News

The case for a global cancer groundshot

2 Mar 2018
The case for a global cancer groundshot

by ecancer reporter Will Davies

Since its inception in the middle years of his vice-presidentship, Joe Biden's Cancer Moonshot has sought to unify research efforts at the cutting edge of cancer research.

Big data and precision medicine, two of the three pillars of the Moonshot scheme, have each seen their benefits with increased funding and technological innovation, even in the face of uncertain budgetary provisions.

However, a third key aspect in patient-centered care may not be seeing the same benefit, and may even be a wrong fit for the Moonshot.

So, what instead?

Before shooting for the moon, make sure you have firm foundations on which to stand.

So argues Dr Bishal Gyawali in his latest article in The Lancet.

“Despite billions of dollars, there is reason to be concerned that three of the cancer moonshot priorities (immunotherapy, precision oncology, and big data) may “save” a relatively small proportion of lives among the global cancer population.” he writes “This program may become one of the least cost-effective options to reduce global cancer morbidity and mortality even though it is likely to generate massive returns on investment for private capital interests.”

Dr Gyawali has spoken with ecancer before about his hopes for a 'cancer groundshot', and this article further articulates his views for developing affordable, effective treatment schemes to maximise survival gains for patients at the lowest cost.

At the same time as the Moonshot initiative invests in drug discovery, prices for existing drugs have seen stratospheric hiking.

Emerging drugs, such as CAR-T cells, come with eye-watering bills.

Meanwhile, trial data has found that for every failed phase II test of targeted therapy, an investment in patient well-being with better nursing delivers improvements to patients quality of life, and even overall survival.

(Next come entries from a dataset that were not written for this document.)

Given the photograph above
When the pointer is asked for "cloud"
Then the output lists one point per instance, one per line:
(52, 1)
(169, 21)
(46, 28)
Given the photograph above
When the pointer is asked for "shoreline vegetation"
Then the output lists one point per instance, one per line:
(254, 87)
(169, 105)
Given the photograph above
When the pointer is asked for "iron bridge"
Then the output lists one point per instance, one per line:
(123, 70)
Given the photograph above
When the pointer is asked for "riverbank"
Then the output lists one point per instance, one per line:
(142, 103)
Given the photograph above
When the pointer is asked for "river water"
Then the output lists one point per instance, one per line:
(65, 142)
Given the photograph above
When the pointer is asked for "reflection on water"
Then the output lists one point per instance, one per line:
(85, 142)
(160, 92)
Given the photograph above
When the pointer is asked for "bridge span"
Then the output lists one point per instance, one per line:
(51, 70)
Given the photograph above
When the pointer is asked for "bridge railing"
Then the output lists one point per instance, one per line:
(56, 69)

Similarly, cheap and effective means of disease prevention could deliver long-term relief of disease burden, at a fraction of the cost of one course of immunotherapy.

"For example, more than 85% of the global cervical cancer burden lies in low- and middle-income countries (LMICs) where the vast majority of women present with advanced disease. In 2014 a phase 3 clinical trial showed that the addition of bevacizumab to carboplatin-paclitaxel improved survival by 3.5 months.  While the discovery of such molecules to improve overall survival would be a focus of moonshot-like projects, these drugs a) improve meaningful outcomes only modestly and b) are expensive and out of reach of most patients in LMICs where the disease burden is maximum."

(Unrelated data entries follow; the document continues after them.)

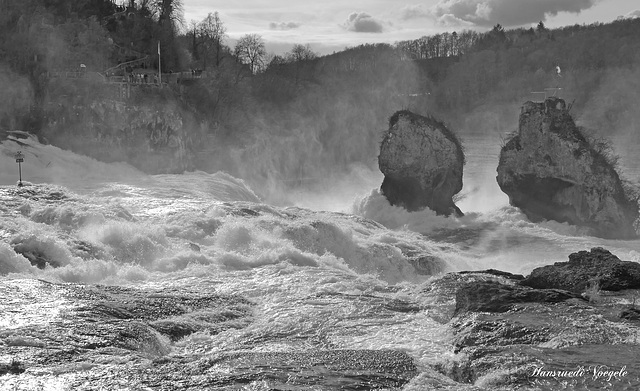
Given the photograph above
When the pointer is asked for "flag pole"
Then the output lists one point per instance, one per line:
(159, 65)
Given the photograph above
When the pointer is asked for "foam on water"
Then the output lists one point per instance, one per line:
(318, 279)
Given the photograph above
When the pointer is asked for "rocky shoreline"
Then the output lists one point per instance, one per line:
(508, 335)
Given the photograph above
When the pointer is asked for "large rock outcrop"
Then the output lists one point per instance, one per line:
(422, 164)
(551, 171)
(597, 268)
(155, 137)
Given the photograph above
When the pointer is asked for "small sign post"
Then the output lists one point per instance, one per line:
(19, 160)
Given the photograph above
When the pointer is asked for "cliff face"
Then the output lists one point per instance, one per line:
(550, 171)
(422, 164)
(151, 137)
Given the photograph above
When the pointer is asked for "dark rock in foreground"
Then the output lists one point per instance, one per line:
(504, 334)
(598, 268)
(492, 296)
(422, 164)
(551, 171)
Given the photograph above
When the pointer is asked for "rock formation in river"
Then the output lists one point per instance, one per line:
(551, 171)
(597, 268)
(422, 164)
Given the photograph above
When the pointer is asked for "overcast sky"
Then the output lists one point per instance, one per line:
(331, 25)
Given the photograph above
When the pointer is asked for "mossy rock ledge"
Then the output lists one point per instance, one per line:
(422, 163)
(551, 171)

"This story becomes even more tragic when one considers that cervical cancer is the poster child malignancy that can actually be prevented. If the world’s oncology community is going to actually “win” any war in cancer – this is the most logical battle to pursue. Funding for better care, not just newer care, must be a collaborative effort of health care providers and partners across the globe", writes Dr Gyawali. 

This is matched by research efforts in drug repurposing, staff training and cancer control through changes in regulation or legislation for known environmental risk factors.

"A health and research system that overly focuses on high-tech care may paradoxically lose more lives than could be saved by ensuring that all patients with cancer have access to high-quality prevention, surgery, radiotherapy, and chemotherapy that is already known to save lives."

"We have previously pointed out that cancer patients need better care, not just more technology. With that central theme, a "Cancer Groundshot" will focus on cost effective, locally- affordable and implementable innovations that will save more lives at lower cost. Cancer Moonshots and Groundshots are complimentary, but much more thinking and work is required for the latter to create a more balanced global agenda." concludes Dr Gyawali. "If we are serious about improving cancer outcomes globally now within the framework of Universal Health Coverage, we need a revolution in effort around the ground reality of cancer."